$\textbf{Lemma:}$ An isometry $f$ that has the form $m=t_a \rho_{\theta} $, with $\theta \neq 0$, is a rotation through the angle $\theta$ about a point in the plane.
$\forall x \in M_{2,1}(\mathbb{R}) , t_a(x)=x+a$ (translation)
$\forall x= \begin{pmatrix} x_1 \\ x_2 \end{pmatrix} \in M_{2,1}(\mathbb{R}), \rho_{\theta}(x)=\begin{pmatrix} \cos\theta & -\sin\theta \\ \cos\theta & \sin\theta \end{pmatrix}\begin{pmatrix} x_1 \\ x_2 \end{pmatrix} $ (rotation)
What does that mean ? Could someone rephrase it differently ?
Can you check your source again - maybe it should be $m = t_a \rho_\theta t_{-a}$?
Anyway, the map $\rho_\theta$ will rotate every point around the origin; the origin will not move, every other point will rotate around it.
What if you wanted to rotate around a different point though, so that point does not move, and all other points rotate relative to it? Say the point you want to rotate around is $a$.
Writing out the form of this map in one step would be difficult, but we can more easily write it as a composition of simpler maps.

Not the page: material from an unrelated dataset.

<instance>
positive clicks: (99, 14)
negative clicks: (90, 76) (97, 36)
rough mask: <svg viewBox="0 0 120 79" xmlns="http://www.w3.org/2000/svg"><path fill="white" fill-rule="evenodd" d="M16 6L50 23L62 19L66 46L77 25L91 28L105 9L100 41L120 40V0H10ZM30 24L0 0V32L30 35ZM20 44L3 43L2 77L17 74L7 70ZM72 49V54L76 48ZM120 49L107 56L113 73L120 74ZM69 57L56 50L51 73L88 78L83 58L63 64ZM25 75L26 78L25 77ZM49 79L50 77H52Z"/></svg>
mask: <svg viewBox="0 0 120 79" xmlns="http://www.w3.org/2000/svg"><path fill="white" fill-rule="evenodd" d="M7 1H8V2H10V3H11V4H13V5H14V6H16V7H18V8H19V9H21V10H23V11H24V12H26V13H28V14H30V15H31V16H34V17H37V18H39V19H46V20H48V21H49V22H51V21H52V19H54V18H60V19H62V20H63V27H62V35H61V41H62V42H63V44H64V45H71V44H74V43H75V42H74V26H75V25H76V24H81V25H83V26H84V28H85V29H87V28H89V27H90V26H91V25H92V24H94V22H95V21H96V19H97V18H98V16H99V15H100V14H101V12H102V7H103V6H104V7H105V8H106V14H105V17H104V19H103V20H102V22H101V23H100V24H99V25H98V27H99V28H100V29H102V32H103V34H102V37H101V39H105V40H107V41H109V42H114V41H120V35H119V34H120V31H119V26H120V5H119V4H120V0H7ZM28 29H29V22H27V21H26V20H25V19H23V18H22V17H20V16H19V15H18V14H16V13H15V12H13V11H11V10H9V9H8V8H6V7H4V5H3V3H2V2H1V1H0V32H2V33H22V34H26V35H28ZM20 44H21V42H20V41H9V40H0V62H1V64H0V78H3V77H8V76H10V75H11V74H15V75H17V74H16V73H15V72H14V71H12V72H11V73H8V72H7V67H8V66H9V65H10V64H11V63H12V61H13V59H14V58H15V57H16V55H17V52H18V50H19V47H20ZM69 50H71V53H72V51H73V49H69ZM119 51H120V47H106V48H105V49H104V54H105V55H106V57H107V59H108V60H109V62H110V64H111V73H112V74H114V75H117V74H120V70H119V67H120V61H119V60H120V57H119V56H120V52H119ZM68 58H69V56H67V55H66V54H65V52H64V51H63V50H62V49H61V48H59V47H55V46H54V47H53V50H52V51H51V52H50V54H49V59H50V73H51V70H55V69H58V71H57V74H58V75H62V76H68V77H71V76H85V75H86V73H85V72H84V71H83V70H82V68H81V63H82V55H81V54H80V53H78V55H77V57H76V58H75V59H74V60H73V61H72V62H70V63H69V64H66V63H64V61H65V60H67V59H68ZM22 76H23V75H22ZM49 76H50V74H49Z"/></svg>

In particular, if we first translate the whole plane so that $a$ is at the origin ($t_{-a}$), then rotate around the origin ($\rho_\theta$), and then move the plane back to its original position ($t_a$), we will have accomplished the desired movement.
I suggest you graph the behavior of this operator (with, for example, $\theta = \pi/4$, $a = (1,0)^T$) to get a feel for it.